Massive Gang of Elk Sit in on Montana High School Football Practice

by Craig Garrett
Herd of Roosevelt Elk rest alongside Hwy 101 in the California Pacific Northwest with bull Elk to the front - stock photo

Recently, a video was shared of elk taking over the sidelines of a high school football field in Gardiner, Montana. Cindy Shaffer, a native of Montana, frequently posts videos from her visits to Yellowstone National Park and Grand Tetons National Park. In the video, Shaffer shows a herd of one bull elk and at least twelve cows watching a Gardiner High School Bruins football practice. USA Today shared the footage.

Shaffer’s narration of the clip is hilarious. “So I’m here at the school and these boys are having football practice with that big bull elk and his harem on the sidelines. It’s hilarious. Look, they’re right there. Mr. Big. I wish he’d give us a bugle. Welcome to Gardiner during elk rut.” It appears the practice went along mostly undisturbed.

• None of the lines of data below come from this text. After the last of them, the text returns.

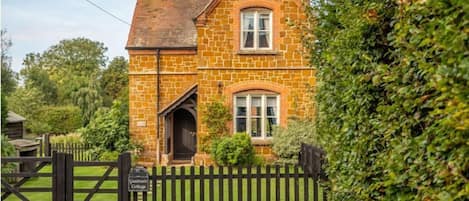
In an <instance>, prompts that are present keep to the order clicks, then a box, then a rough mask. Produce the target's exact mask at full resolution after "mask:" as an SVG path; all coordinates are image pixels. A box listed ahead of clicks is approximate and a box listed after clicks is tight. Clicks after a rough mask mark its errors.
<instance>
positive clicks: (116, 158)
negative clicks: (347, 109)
mask: <svg viewBox="0 0 469 201" xmlns="http://www.w3.org/2000/svg"><path fill="white" fill-rule="evenodd" d="M119 154H120V153H119V152H117V151H105V152H103V153H102V154H101V156H100V157H99V160H100V161H117V158H119Z"/></svg>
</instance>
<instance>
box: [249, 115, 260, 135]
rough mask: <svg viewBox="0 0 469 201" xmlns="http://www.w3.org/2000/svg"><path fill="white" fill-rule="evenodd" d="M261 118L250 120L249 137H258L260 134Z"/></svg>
mask: <svg viewBox="0 0 469 201" xmlns="http://www.w3.org/2000/svg"><path fill="white" fill-rule="evenodd" d="M261 127H262V124H261V118H251V136H252V137H260V136H261V132H262V129H261Z"/></svg>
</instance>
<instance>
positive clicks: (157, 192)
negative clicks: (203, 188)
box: [6, 166, 322, 201]
mask: <svg viewBox="0 0 469 201" xmlns="http://www.w3.org/2000/svg"><path fill="white" fill-rule="evenodd" d="M51 171H52V167H51V166H46V167H44V168H43V169H42V170H41V172H43V173H47V172H51ZM105 171H106V168H104V167H75V169H74V175H75V176H101V175H103V174H104V172H105ZM161 171H162V170H161V168H160V167H159V168H157V173H158V175H161ZM189 171H190V170H189V168H186V169H185V174H186V175H188V174H189ZM261 171H262V172H263V173H265V168H263V169H262V170H261ZM273 171H274V169H272V170H271V173H273ZM199 172H200V171H199V168H195V174H200V173H199ZM227 172H228V170H227V169H224V174H227ZM284 172H285V169H284V168H281V173H284ZM291 172H293V168H291V169H290V173H291ZM150 173H151V170H150ZM170 173H171V172H170V169H169V168H168V169H167V175H169V174H170ZM180 173H181V172H180V170H179V168H177V169H176V174H177V175H179V174H180ZM235 173H237V170H236V169H233V174H235ZM243 173H244V174H245V173H246V170H243ZM252 173H256V170H255V169H253V170H252ZM205 174H208V168H205ZM214 174H218V168H215V169H214ZM116 175H117V170H116V169H115V170H113V172H112V173H111V176H116ZM285 181H286V179H281V180H280V188H279V189H280V190H281V192H280V201H282V200H285V190H284V189H285ZM256 182H257V181H256V180H255V179H253V180H252V184H251V185H252V200H256V199H257V194H258V193H261V196H262V197H261V198H262V200H263V201H265V200H266V197H265V196H266V179H261V188H260V189H257V187H256V186H257V183H256ZM96 183H97V181H75V182H74V188H75V189H80V188H82V189H85V188H86V189H90V188H93V187H94V186H95V184H96ZM184 183H185V191H184V192H185V195H186V196H185V197H186V200H189V196H190V186H189V185H190V184H189V180H185V182H184ZM289 183H290V185H289V193H290V196H289V197H290V200H294V186H295V185H294V179H293V178H291V179H290V182H289ZM308 184H309V188H308V195H309V200H312V198H313V181H312V179H309V181H308ZM51 186H52V182H51V178H32V179H31V180H29V181H28V182H26V183H25V184H24V185H23V186H22V187H51ZM175 186H176V188H175V189H176V191H175V194H174V195H172V194H171V181H170V180H167V182H166V196H167V200H170V198H171V197H172V196H176V200H178V201H179V200H181V190H182V189H181V181H180V180H176V181H175ZM213 186H214V200H220V199H219V198H220V194H219V190H218V187H219V180H218V178H215V180H214V182H213ZM247 186H248V183H247V179H243V181H242V192H243V200H247V191H248V190H247V189H248V188H247ZM298 187H299V200H304V199H303V198H304V197H303V196H304V190H305V189H304V180H303V179H299V182H298ZM101 188H110V189H116V188H117V181H105V182H104V183H103V185H102V186H101ZM194 188H195V194H194V195H195V197H196V200H199V195H200V184H199V180H196V181H195V186H194ZM270 190H271V193H270V195H271V196H270V198H271V200H276V199H275V190H276V188H275V179H271V187H270ZM161 191H162V184H161V182H158V184H157V199H158V200H161V196H162V195H161ZM23 195H25V196H26V197H27V198H28V199H30V200H34V201H49V200H52V193H26V192H25V193H23ZM204 195H205V200H208V198H209V182H208V179H206V180H205V185H204ZM86 196H87V194H84V193H75V194H74V200H77V201H80V200H84V199H85V198H86ZM151 196H152V194H151V191H150V192H149V193H148V199H149V200H151ZM223 196H224V197H223V200H228V180H227V179H224V180H223ZM233 196H234V198H233V200H239V199H238V179H234V180H233ZM319 197H320V199H319V200H322V199H321V197H322V192H321V189H319ZM13 200H19V199H18V198H16V196H15V195H10V197H8V199H6V201H13ZM91 200H100V201H101V200H104V201H107V200H117V194H104V193H98V194H95V195H94V196H93V198H92V199H91Z"/></svg>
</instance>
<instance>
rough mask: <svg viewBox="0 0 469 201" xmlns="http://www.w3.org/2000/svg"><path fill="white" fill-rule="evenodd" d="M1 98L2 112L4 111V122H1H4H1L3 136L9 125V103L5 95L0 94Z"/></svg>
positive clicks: (2, 116) (3, 93)
mask: <svg viewBox="0 0 469 201" xmlns="http://www.w3.org/2000/svg"><path fill="white" fill-rule="evenodd" d="M0 96H1V98H2V99H1V101H2V102H1V103H0V104H1V110H2V111H1V112H2V120H1V121H2V122H1V124H2V127H1V129H2V134H3V131H4V130H5V126H6V124H7V118H8V104H7V101H6V99H5V94H4V93H0Z"/></svg>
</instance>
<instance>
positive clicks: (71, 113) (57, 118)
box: [36, 105, 82, 133]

Although elk might appear lazy and uninterested, they can be dangerous. It is essential to know how to stay safe around them when you’re in their territory- whether that’s the Great Smoky Mountains, Rocky  Mountains, California redwood forests, or Washington Olympic rain forests. They are larger than both black bears and grizzly bears.

Late spring and early summer, as well as September and October, are the two periods of increased elk aggression. Beware while hiking in areas where these animals reside. The females become especially aggressive during calving season to protect their young, while bulls attack anything they deem a threat to their harem during mating season.

How to best handle an elk encounter

Elk are huge animals—females may weigh 500 pounds and males 700 pounds. Obviously, they can pose a serious threat if provoked. They become particularly aggressive around the fall when it’s mating season. In western North America, they live in mountainous regions. Here’s what to do if you come across elk: Keep your distance. Keep them at least 50 yards apart from you. Never touch or go near their calves. If an elk approaches you, slowly back away. Allow the animal room to pass.

If you see a wild animal and it seems to be reacting negatively to your presence, then you are too close. Some signs that an elk is feeling uncomfortable or threatened around you include grinding its teeth, sending its ears backward, curling its lips, and raising the hair on its rump. Other indications that you’re getting too close for comfort are charging, kicking, stopping feeding altogether, and circling around you. In these cases, it would be best if you back away slowly until the animal feels comfortable again.

If an elk attacks, here are your best options. When an animal charges, don’t ever run away. Create a barrier behind a tree, rock, or car to protect yourself. Keep your head and neck safe.